Gegen die Gott-Maschine
HIPPOTRAKTOR ist eine imaginäre Gott-Maschine, auf deren Vorstellung und Wirkungsmöglichkeiten das komplette Album aufbaut. Im Zentrum von „Meridian“ steht ein einsamer Wanderer, der unterschiedliche Welten durchquert und dazu gezwungen ist, aufgrund von mangelnden Abgleichmöglichkeiten mit anderen, seine ganz eigene Wahrheit unbeeinflusst zu finden. Jeder Song auf dem Album symbolisiert eine Auseinandersetzung, mit dem, was sich ihm bietet. Das wären also die Natur und selbst erdachte Gottheiten.
Klingt alles ziemlich abgefahren und taugt als interessanter Unterbau, aber HIPPOTRAKTOR funktionieren auch ohne diese fantastische Erzählung. Die wechselnden Szenen und Emotionen sorgen dafür, dass häufig wütend und laut aufgestampft und im nächsten Moment auch musikalisch alles in Hoffnung und Frieden aufgeht („Beacons“). Dabei können HIPPOTRAKTOR über lange Strecken auf Gesang verzichten, aber auch gleichermaßen mit ihm einen stimmlichen Zuckerguss erschaffen, der herrlich einnehmend ist.
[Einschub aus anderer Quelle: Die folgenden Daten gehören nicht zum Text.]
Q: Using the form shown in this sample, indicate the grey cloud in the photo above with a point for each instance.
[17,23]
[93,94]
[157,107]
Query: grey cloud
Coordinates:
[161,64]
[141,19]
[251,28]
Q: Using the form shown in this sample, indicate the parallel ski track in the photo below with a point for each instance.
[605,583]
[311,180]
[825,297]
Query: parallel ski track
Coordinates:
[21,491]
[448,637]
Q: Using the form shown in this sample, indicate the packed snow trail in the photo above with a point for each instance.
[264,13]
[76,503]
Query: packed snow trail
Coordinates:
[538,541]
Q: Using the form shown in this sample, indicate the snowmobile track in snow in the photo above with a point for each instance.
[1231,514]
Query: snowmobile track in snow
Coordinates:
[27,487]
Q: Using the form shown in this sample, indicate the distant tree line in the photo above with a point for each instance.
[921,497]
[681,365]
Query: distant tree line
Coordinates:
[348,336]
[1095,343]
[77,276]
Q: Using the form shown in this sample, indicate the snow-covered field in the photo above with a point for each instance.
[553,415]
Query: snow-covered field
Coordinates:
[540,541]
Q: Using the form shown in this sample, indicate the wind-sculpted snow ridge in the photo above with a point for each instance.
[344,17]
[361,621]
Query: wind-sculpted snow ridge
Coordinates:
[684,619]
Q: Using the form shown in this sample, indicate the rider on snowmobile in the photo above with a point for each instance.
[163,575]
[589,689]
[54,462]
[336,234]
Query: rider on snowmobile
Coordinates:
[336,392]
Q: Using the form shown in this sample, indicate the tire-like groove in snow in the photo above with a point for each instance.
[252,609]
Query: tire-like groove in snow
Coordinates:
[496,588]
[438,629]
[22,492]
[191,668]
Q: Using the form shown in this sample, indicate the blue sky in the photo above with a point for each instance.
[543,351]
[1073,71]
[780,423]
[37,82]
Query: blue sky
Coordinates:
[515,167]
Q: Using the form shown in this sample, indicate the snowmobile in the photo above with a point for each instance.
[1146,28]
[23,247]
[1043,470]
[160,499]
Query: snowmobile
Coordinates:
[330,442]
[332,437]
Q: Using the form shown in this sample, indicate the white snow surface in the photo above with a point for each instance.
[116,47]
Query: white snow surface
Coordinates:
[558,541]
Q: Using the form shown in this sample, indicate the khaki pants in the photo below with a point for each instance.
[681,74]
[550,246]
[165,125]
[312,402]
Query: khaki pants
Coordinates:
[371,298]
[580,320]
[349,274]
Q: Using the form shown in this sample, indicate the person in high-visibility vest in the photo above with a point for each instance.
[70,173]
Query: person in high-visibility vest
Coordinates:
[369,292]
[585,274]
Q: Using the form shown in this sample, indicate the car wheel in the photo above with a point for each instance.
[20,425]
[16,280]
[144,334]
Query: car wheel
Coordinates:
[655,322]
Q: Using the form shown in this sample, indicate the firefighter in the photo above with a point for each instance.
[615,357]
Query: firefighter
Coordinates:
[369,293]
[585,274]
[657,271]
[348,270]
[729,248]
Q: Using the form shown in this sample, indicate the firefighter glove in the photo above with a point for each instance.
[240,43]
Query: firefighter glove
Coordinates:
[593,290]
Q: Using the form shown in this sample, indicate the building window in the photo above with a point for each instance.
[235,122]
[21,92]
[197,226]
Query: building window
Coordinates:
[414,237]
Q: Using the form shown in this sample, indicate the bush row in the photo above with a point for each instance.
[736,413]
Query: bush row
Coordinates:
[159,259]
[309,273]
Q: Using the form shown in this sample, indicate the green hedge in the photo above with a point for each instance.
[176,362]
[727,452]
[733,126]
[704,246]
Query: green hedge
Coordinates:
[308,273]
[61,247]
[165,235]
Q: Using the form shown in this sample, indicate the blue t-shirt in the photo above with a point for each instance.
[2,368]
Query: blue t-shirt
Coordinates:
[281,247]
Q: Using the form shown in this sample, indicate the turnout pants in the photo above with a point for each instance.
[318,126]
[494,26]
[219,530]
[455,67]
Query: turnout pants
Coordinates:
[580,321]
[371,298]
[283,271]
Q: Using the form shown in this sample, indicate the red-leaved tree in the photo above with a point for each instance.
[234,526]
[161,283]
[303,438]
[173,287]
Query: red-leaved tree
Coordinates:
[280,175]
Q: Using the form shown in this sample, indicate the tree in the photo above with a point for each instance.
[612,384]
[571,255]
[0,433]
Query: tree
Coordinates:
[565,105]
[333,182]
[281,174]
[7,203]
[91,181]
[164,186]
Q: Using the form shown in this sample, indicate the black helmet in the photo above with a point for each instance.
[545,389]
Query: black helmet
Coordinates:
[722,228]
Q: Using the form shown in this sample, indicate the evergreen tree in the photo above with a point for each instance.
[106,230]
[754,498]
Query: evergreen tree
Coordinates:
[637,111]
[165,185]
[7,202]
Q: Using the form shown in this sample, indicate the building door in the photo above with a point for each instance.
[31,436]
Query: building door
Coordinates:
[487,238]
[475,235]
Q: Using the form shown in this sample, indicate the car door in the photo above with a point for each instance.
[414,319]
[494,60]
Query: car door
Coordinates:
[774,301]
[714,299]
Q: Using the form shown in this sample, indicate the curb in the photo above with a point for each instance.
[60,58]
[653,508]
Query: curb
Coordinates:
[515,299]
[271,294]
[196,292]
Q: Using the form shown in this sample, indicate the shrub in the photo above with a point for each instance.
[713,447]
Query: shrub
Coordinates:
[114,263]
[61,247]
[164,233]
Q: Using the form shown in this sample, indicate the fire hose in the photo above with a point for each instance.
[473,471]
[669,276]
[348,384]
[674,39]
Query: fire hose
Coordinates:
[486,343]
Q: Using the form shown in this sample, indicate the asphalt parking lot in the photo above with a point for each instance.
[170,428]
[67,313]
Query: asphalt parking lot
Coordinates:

Eine zusammenhängende Geschichte
Es gibt keinen Song, bei dem man nachträglich kürzen möchte. Alles wurde gut überlegt und nachvollziehbar abgewogen. Das Riffing tendiert häufig in kühles Djent („God Is In The Slumber“) und am schönsten sind tatsächlich die Szenen, in denen die Band Gut und Böse gnadenlos aufeinanderprallen lässt. Das Drumming ist immer dominant, immer wegweisend und dieses Merkmal teilt sich die Band mit GOJIRA. Besonders die polyrhythmischen Explosionen, wenn kurz alle Musiker miteinander rangeln, sind bemerkenswert. Grundsätzlich steht und fällt dieses Album aber mit der Fähigkeit der Hörerinnen und Hörer, sich darauf einzulassen. Den alles erstrahlenden Hit sucht man vergebens, es geht um alles.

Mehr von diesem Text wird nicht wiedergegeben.